Where is the "polynomial-ness" used in Gauss' lemma?

Question

I stumbled upon this slick proof of Gauss lemma.

Let $A$ be a commutative ring with identity. Call a polynomial $f\in A[x]$ primitive iff the ideal generated by its coefficients is the entire $A$. Let $f, g\in A$ be primitive. Then $fg$ is primitive too.

I regurgitate the proof:

Proof. Suppose not. Then the ideal generated by the coefficients of $fg$ is proper. Since $A$ has identity, we can apply Zorn's lemma and find a maximal ideal $\mathfrak m$ that contains all the coefficients of $fg$. Since $A$ is commutative too, $\mathfrak m$ is prime as well, and hence, $A/\mathfrak m$ an integral domain. Now, we view the coefficients of polynomials in $A[x]$ as the members of $A/\mathfrak m$. Then, $fg = 0$, but $f, g\ne 0$, which violates the integral domain-ness of $A/\mathfrak m[x]$. (For if $f = 0$, then all the coefficients of $f$ would be in $\mathfrak m$, and since $f$ is primitive, $1\in\mathfrak m$, violating the maximality. Similarly, $g\ne 0$.)

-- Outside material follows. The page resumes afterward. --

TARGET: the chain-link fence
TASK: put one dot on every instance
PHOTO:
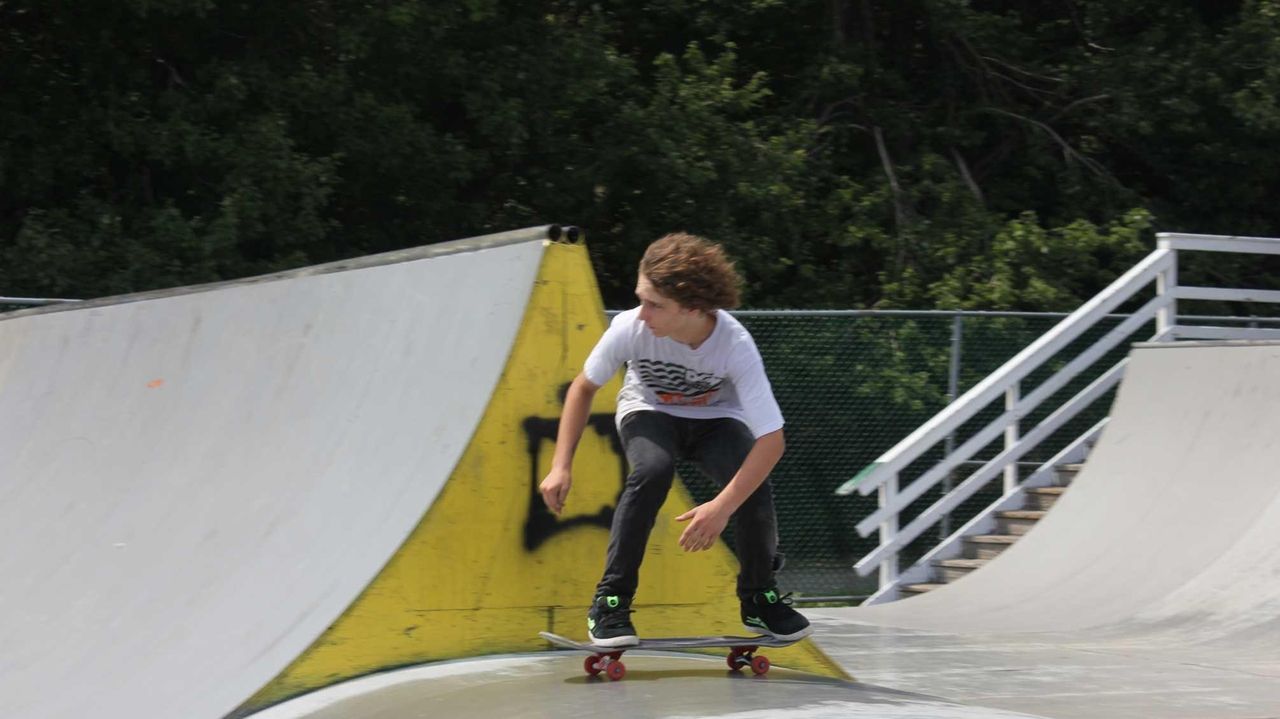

Question: It appears as though the definition of polynomial multiplication is nowhere being used in the proof, which is quite counterintuitive!–for we are making a comment about the coefficients of $fg$, which are evaluated from those of $f$ and $g$ by polynomial multiplication.

One way that the definition of polynomial multiplication is seeping in is due to the usage of the fact that $R[x]$ is an integral domain if $R$ is one. But this seems to be like a "very little" part of the much more mouthful definition of polynomial multiplication.

Can you spot something?

Answer 1

I have got an answer to my question:

In reasoning inside $A/\mathfrak m[x]$, how do we know that the product of the images of $f$, $g$ (which are polynomials in $A[x]$) is actually the image of the product of $fg$? Well this rests on the fact for any rings $R$, $S$, if $\phi\colon R\to S$ is a homomorphism, then the map $R[x]\to S[x]$ given by $$ a_0 + \cdots + a_n x^n\mapsto \phi(a_0) + \cdots + \phi(a_n) x^n $$ is also a homomorphism. And showing this fact requires the full-blown definition of polynomial multiplication!